Den Umzug selber bereicherten die Ex-Prinzesinnen, die Narraseckl, die Wirtshauspiraten mit Oskar Pöll, Sonja Schöpf und Alt-Zere Philipp Rainer an der Spitze, die Fluher Nollatrüller mit ihrem Prinzenpaar Prinz Daniel I. Nollatrüllar XXII und Prinzessin Katharina I., die Bregenzer Faschingsgesellschaft, die Pipelines, sowie die Pfütza-Pfiefa und andere Gugga. Verlässliche Umzügler sind seit vielen Jahren die Hotzenplötzer rings um Altprinz Hans Hotz. Sie lassen sich jedes Jahr (heuer als wilde Horde Wikinger) ein neues Motto einfallen und bereichern das bunte Umzugsbild ebenso wie Kindergärten und Schulen, wobei vor allem die Schule Weidach mit ihrerer großen Gruppe „Klangfarben“ samt Musiktrupp hervorstach.

Zahlreiche Gruppen aus den Nachbargemeinden

Seit vielen Jahren gehören aus den Nachbargemeinden die Harder Mufänger mit ihrer Garde, Welloruschar, d’Lutracher Schollastecher mit der Damengarde und Teeny Garde, die Krumbacher Garde, die Narrengilde Unterfeld, die Lochauer Bäumler Zunft, die Fastnatzunft Krut & Rüba aus Kennelbach, Gilden aus dem Bregenzerwald und zahlreiche weitere Gruppen dem bunten Bild an. Der Fanfarenzug unter Florian Fässler, Prinzengarde und Prinzengefolge kündigten den Höhepunkt des Umzugs an: das Bregenzer Prinzenpaar Prinz Ore LXI. Mark I. und Ihre Lieblichkeit Prinzessin Edda I. Sie thronten gemeinsam mit ihren Infanten Delia, Marvin, Timon und Robin und Zeremonienmeister Bernd Jäger auf ihrem Zahnfeeschloss.

Joe Pirker als launig-fachkundiger Umzugssprecher

An die 50 Gruppen waren heuer im Umzug mit dabei. Vorgestellt und launig-fachkundig präsentiert von Umzugssprecher Altprinz Joe Pirker. Der Phantasie waren dabei keine Grenzen gesetzt.
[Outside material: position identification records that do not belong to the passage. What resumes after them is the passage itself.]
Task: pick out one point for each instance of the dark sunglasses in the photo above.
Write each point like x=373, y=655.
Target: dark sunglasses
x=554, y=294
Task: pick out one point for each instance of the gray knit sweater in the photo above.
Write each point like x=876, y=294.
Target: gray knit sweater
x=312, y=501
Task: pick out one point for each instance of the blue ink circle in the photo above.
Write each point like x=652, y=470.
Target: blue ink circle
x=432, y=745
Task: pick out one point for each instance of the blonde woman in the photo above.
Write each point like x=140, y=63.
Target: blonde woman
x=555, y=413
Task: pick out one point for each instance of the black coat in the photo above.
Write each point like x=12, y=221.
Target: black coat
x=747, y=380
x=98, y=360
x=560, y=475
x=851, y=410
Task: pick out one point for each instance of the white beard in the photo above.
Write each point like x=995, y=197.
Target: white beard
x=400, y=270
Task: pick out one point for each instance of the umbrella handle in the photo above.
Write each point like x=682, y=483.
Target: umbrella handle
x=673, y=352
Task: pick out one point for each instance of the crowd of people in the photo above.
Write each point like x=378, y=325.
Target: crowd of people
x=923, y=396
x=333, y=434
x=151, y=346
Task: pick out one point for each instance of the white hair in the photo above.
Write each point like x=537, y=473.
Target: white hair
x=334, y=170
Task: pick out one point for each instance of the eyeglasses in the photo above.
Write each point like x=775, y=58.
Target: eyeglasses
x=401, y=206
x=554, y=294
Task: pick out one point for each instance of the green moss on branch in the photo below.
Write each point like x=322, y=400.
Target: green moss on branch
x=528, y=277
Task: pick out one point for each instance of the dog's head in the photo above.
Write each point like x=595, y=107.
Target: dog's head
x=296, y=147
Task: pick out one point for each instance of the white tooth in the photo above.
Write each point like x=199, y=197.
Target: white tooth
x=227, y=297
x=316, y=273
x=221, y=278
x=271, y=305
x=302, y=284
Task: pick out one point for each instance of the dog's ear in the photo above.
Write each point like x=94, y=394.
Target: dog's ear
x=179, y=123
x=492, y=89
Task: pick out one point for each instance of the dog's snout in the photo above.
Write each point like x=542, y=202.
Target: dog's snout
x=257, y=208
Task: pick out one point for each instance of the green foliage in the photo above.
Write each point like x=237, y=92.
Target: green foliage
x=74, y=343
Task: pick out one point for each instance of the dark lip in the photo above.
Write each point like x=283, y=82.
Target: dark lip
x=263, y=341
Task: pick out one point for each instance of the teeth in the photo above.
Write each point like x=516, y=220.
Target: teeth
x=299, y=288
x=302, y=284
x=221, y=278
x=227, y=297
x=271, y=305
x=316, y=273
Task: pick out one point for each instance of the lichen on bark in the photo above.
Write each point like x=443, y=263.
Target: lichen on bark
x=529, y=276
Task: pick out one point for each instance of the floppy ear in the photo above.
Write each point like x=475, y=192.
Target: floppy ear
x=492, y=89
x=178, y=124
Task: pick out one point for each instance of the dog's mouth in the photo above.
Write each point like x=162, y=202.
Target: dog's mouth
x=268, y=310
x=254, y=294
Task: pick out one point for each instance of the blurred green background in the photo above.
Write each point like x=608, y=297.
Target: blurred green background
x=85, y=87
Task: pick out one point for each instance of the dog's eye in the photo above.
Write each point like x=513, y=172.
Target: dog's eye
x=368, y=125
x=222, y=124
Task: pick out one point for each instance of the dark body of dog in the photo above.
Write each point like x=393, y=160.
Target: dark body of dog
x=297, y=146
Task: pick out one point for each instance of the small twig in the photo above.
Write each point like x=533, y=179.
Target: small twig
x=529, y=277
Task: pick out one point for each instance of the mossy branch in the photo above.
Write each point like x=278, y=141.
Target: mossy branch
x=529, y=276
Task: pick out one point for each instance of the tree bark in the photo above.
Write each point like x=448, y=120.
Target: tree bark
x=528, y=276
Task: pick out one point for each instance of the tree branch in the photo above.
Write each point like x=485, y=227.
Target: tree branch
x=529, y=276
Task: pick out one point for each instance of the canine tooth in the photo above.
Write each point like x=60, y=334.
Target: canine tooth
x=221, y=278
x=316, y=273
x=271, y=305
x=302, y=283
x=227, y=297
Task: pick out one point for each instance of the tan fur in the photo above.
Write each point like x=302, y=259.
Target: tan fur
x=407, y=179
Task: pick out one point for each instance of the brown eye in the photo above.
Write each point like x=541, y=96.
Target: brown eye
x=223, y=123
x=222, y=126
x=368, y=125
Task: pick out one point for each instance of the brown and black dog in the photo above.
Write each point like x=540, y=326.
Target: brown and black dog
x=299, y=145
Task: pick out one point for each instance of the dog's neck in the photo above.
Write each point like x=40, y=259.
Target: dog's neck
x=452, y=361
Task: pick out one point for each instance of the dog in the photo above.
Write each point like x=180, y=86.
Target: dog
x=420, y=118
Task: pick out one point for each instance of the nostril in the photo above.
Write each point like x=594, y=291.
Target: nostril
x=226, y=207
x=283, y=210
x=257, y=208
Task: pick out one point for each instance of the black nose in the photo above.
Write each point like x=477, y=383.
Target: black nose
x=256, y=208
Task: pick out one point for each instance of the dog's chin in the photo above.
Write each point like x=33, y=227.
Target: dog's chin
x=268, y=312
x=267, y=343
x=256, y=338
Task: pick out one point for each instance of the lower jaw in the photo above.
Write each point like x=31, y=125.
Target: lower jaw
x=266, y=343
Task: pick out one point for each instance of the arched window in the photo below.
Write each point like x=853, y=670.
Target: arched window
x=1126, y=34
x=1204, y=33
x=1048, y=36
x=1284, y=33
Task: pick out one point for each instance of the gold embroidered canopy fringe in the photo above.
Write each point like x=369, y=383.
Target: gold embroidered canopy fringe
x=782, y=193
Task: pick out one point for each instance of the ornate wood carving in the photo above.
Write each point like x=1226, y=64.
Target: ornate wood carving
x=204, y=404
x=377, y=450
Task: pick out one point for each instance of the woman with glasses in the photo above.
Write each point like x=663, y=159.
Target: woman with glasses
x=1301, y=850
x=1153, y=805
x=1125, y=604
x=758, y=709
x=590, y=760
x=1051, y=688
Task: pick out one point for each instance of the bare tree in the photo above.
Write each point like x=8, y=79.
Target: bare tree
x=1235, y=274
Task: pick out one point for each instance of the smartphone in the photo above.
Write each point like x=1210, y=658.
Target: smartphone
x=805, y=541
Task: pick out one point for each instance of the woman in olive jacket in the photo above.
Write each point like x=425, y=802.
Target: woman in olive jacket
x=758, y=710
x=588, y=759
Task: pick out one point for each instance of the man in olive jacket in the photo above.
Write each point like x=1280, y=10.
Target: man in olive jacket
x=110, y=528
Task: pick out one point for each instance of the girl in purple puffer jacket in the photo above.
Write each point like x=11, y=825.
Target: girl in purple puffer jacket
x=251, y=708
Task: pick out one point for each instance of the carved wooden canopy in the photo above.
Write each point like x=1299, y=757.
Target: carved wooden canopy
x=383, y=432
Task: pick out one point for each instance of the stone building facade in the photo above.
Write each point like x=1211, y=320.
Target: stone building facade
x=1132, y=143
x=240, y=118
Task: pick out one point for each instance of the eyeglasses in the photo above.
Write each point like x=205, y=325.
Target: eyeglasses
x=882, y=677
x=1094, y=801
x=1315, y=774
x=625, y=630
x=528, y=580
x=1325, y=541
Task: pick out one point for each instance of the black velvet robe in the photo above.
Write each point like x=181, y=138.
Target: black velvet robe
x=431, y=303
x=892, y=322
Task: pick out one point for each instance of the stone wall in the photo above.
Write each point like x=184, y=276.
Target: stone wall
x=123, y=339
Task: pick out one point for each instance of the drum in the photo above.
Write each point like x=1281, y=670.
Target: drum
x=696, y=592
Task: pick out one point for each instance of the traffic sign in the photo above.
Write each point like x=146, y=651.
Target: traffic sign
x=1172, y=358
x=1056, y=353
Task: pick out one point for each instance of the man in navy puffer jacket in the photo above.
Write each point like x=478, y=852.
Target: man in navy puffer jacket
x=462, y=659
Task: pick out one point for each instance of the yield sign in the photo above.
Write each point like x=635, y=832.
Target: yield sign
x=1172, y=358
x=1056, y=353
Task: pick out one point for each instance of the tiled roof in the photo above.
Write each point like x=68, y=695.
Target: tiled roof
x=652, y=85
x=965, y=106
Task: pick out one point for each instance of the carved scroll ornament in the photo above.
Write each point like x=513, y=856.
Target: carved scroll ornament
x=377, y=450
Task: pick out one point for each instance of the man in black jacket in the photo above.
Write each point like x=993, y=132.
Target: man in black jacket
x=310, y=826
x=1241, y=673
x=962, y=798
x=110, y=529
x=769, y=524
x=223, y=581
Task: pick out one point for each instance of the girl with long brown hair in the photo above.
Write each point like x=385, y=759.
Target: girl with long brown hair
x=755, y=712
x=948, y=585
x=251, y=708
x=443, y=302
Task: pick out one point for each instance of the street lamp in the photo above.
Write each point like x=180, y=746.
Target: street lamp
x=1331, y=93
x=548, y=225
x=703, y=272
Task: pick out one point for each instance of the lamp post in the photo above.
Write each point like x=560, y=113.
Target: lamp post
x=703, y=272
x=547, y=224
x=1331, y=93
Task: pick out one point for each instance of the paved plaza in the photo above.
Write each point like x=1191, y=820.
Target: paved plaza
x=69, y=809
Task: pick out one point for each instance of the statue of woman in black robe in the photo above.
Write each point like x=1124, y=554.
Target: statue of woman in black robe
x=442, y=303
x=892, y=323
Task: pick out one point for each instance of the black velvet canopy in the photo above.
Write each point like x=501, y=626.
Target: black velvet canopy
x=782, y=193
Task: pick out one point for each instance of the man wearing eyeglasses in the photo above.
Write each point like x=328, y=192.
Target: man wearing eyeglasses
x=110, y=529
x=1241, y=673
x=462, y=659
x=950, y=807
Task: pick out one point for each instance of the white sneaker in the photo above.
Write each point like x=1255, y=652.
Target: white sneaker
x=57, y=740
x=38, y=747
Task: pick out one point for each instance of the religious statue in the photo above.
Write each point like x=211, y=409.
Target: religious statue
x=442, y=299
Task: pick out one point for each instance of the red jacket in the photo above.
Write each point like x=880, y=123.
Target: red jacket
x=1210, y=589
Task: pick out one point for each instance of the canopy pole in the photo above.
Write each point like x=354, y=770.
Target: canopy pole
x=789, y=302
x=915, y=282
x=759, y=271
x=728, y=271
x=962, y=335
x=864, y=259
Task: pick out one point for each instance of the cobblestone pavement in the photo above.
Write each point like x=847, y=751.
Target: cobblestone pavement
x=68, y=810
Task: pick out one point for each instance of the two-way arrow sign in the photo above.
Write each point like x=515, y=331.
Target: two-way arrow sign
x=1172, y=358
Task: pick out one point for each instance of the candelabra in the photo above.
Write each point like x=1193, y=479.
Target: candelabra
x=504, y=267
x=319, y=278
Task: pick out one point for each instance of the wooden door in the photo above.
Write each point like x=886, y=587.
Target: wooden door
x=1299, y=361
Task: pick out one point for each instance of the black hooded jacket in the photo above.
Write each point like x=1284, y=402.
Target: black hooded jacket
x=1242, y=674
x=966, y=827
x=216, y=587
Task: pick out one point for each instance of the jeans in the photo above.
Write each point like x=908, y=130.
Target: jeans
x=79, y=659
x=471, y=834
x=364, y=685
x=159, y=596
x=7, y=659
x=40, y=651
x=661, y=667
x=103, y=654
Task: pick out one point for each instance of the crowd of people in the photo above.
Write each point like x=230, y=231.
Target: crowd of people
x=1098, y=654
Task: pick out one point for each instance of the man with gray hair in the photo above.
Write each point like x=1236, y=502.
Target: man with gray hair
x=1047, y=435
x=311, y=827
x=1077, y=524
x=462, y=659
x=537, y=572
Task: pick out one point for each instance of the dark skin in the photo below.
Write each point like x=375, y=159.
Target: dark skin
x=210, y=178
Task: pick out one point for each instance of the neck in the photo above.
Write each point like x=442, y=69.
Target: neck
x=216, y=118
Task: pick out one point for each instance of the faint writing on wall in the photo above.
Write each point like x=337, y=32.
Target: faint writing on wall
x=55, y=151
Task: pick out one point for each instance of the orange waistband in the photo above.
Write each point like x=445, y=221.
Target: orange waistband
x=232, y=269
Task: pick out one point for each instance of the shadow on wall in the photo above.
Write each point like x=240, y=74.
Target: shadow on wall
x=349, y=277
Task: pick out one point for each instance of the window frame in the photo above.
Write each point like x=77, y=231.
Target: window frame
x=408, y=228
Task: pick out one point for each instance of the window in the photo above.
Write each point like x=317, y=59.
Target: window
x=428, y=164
Kleine Prinzesinnen, Indianer, Piraten, Clowns, Ritter, Burgfräuleins, Feen und Zauberer, Zwerge (ganz unpolitisch), Wikinger, räuberische Horden, Punker, Hardrocker, Minions, Fabelwesen aller Schattierungen, Zebaras, Tiger, Löwen, freche Hühner, Pinguine und die ganze Vielfalt aus dem Tierreich. Hervorragend waren die Wolfurter “Läbbe-gsi”, als „des Kaisers Schneegestöber“, wobei Bürgermeister Christian Natter als Kaiser Robert Heinrich I., belgeitet von Obersthofmeister Seyffenstein, auf dem Thron saß und huldvoll ins Publikum winkte. Altprinz Walter Gasser brillierte mit seinen 85 Jahren als Hardrocker mit Stromgitarre. Knapp zwei Stunden dauerte der Umzug, der am Kornmarkt in ein großes Ore-Ore-Fest mündete.